Thanks, my friend! (Jan. 31)







Serendipity? I don't know if I believe in it. Coincidence? I'll call it that. And an unhappy coincidence last week when pondering a friend to thank in my (semi) weekly "Thanks my friend!"  
My friend, Kathy, came to mind when I replied to a FB status on a scrapbook magazine page asking who I would most want to scrapbook with me. She and I used to do so when we lived nearer each other, and I have yet to meet anyone who wants to do the same where we live now. It's crazy, because I gave Kathy so much crap about being a scrapbooker until she sucked me into the hobby! Karma from those remarks led me to spend countless income at Michael's. 

We're also good friends outside of "cropping." I miss working with Kathy, who was the first one to reach out to me in that environment, and loved our lunch-time errands and conversation. Lunch at her mom's house is now a bittersweet memory, too.

Kathy's mother died unexpectedly last week, the same day I'd been thinking about her and posted the FB reply about getting crafty, even though we hadn't talked in a few months. A mutual friend gave me the news about Kathy's mom, Joyce, that same night. It was just odd that I hadn't thought about giving Kathy a call for awhile, but I still don't believe it when people say, "I just had a feeling something was going to happen..." That's stupid and unreal. A weird coincidence nonetheless. 

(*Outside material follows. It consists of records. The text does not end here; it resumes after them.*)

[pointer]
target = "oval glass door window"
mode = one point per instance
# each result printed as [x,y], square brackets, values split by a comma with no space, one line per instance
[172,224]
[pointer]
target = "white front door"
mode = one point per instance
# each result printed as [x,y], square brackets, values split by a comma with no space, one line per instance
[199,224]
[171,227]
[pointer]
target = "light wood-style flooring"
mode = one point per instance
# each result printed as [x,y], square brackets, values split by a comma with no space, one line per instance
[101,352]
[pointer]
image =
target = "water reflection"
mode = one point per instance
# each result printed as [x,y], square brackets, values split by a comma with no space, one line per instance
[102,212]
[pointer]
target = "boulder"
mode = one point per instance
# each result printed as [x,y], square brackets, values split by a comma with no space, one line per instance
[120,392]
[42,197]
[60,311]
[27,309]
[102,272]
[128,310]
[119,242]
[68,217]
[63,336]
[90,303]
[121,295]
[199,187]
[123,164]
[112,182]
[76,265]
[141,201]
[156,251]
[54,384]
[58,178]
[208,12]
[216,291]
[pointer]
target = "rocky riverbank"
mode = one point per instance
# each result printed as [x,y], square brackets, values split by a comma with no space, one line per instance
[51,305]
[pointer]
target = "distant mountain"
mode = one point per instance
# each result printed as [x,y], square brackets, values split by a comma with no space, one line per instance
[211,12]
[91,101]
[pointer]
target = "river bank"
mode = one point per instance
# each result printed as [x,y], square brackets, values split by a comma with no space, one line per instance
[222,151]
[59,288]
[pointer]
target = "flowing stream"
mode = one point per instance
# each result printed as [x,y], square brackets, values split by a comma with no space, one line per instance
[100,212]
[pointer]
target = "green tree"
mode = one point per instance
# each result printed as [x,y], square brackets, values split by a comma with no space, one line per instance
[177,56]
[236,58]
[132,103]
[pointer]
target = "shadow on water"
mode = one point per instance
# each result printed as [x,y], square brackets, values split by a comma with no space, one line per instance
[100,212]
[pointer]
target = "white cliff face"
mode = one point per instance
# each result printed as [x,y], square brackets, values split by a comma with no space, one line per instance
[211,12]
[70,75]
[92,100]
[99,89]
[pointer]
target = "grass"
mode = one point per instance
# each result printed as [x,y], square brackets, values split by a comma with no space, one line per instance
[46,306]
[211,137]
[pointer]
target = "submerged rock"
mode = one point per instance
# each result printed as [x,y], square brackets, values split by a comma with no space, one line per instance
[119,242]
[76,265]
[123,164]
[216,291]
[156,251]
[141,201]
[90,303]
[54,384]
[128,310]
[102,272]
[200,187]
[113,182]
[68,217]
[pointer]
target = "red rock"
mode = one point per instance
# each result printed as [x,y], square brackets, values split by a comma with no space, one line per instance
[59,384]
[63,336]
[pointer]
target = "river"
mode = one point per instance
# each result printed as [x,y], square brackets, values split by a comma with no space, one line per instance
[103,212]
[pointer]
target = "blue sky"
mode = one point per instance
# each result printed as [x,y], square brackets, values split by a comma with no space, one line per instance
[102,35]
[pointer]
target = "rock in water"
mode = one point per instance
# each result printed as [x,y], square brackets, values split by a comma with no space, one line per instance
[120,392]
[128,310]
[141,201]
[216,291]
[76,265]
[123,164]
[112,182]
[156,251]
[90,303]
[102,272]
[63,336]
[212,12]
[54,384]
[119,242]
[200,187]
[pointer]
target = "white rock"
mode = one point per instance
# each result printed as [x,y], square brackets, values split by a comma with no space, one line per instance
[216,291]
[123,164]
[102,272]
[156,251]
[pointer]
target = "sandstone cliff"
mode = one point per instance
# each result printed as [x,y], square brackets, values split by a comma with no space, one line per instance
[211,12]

One thing I always say about Kathy is she has more common sense than anyone else I know. She worked on a farm almost her entire life and could mend a fence, bake and decorate the hell out of a cake, and get one kid to a ball game while she's on the way to get another to a 4-H meeting -- practically all at the same time! Kathy is the only person I know who actually cleans her house every Saturday, and I mean EVERY Saturday. This woman is a dynamo -- a mom of four kids who has enough love and energy to go around for all of them.  


I don't remember ever seeing Kathy in a bad mood. Maybe justifiably perturbed at something, but not in a long-lasting pissy sort of way. And I don't think she'd show it if she was. She has grace under pressure and has always been a pure joy to me. I hope she knows that, so I want to tell her "thanks, my friend!" 


Think of someone you love but haven't told that lately. Tell them ... now!